L’ordonnance du magistrat instructeur Jean Denis Cyprien a provoqué la surprise. Inculpée pour complicité présumée dans l’assassinat du président Jovenel Moïse, Wendelle Coq Thélot fait désormais l’objet d’un ordre d’amener et d’un avis de recherche sollicité auprès de la Direction centrale de la police judiciaire (DCPJ). Pourtant, l’ancienne juge de la Cour de cassation avait été annoncée morte dans la nuit du 10 au 11 janvier 2025.
Selon les informations rendues publiques à l’époque, Mme Coq Thélot serait décédée à son domicile à la suite d’un malaise survenu après un cauchemar, alors qu’elle se remettait d’une chute accidentelle. Depuis cette annonce, aucune information officielle n’était venue contredire cette version des faits, laissant croire que l’une des personnalités les plus controversées du dossier Moïse avait définitivement disparu.
Aujourd’hui, la décision du juge Cyprien de maintenir Wendelle Coq Thélot parmi les personnes recherchées et de la désigner comme domiciliée à Limonade, au Nord d’Haïti, relance toutes les interrogations.
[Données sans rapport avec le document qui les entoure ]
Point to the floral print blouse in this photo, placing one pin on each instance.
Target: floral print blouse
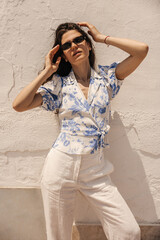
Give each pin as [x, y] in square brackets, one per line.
[84, 123]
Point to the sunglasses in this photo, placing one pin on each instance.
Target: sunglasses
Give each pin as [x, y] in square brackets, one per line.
[76, 40]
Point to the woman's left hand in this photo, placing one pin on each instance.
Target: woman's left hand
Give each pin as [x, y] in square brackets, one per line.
[96, 35]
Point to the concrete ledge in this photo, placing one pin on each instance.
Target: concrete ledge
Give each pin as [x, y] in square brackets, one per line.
[95, 232]
[22, 217]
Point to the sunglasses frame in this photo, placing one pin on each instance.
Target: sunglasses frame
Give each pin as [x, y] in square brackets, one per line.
[69, 43]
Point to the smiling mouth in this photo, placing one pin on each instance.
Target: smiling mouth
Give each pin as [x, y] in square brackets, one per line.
[76, 53]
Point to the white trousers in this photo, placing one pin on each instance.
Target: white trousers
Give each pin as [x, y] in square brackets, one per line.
[63, 174]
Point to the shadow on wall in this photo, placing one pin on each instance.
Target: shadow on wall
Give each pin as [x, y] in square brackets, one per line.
[129, 174]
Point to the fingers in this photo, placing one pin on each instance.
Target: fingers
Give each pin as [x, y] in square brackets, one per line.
[85, 24]
[54, 50]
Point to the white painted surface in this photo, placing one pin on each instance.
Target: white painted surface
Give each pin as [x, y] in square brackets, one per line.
[26, 35]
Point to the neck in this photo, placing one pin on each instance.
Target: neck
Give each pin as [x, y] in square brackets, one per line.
[82, 71]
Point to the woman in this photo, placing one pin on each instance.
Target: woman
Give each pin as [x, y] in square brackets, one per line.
[71, 86]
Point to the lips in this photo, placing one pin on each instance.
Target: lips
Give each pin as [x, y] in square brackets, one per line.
[76, 53]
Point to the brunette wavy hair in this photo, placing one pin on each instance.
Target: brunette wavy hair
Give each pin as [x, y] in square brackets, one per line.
[64, 67]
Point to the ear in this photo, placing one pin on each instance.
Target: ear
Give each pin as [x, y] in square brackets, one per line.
[64, 57]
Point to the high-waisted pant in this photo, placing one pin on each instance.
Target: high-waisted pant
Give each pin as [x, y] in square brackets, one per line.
[63, 174]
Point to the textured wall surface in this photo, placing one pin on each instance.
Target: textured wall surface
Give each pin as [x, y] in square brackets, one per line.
[26, 35]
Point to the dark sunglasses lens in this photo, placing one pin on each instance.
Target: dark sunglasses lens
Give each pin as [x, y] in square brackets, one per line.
[79, 39]
[66, 46]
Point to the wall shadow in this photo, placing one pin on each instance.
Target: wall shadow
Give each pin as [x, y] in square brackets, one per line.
[129, 174]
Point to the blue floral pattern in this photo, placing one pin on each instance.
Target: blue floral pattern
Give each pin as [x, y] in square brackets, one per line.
[84, 122]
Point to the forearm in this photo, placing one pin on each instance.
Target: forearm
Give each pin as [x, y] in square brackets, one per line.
[25, 97]
[133, 47]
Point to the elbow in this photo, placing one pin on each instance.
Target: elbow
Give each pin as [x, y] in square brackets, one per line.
[144, 51]
[16, 108]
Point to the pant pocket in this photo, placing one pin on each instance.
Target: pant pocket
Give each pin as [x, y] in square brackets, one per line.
[44, 166]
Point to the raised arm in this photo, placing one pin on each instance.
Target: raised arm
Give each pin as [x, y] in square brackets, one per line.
[137, 50]
[28, 98]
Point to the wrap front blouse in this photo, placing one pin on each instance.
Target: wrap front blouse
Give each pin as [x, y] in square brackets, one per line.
[84, 124]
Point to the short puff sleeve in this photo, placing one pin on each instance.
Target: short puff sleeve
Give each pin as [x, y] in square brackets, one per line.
[51, 94]
[113, 84]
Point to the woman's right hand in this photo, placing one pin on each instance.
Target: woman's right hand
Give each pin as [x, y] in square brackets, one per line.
[51, 67]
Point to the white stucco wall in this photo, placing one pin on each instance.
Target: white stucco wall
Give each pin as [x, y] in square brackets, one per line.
[26, 35]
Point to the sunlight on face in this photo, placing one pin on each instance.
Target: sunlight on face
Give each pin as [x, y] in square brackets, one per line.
[77, 52]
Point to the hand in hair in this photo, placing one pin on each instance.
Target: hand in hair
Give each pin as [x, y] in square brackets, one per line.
[96, 35]
[49, 65]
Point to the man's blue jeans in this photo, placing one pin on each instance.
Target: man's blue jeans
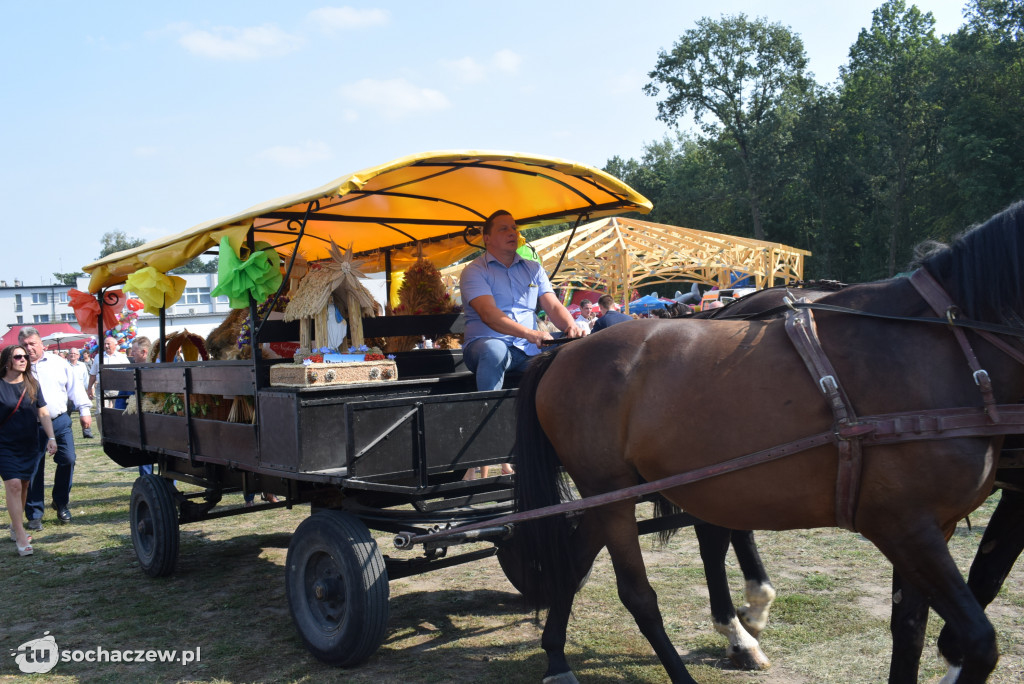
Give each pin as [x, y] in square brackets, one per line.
[65, 460]
[489, 358]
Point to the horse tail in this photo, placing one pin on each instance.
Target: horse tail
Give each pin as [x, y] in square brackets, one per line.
[663, 509]
[542, 546]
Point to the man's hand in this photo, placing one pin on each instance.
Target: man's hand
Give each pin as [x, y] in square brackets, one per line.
[573, 331]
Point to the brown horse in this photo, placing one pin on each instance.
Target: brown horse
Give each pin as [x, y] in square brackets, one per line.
[654, 397]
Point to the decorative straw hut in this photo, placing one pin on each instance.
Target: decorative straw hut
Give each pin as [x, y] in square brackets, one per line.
[337, 279]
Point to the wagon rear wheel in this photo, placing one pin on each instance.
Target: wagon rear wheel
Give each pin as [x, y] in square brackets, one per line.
[155, 524]
[337, 588]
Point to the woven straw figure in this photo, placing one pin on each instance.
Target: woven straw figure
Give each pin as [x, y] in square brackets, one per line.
[422, 293]
[338, 279]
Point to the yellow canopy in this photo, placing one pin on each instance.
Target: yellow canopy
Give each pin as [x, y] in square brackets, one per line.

La justice dispose-t-elle de nouvelles informations laissant croire qu’elle est toujours en vie ? S’agit-il d’une erreur administrative, d’une formalité procédurale ou d’un développement majeur dans l’enquête ? Une chose est certaine : ce nouveau rebondissement ajoute une part de mystère supplémentaire à l’un des dossiers criminels les plus explosifs de l’histoire récente d’Haïti.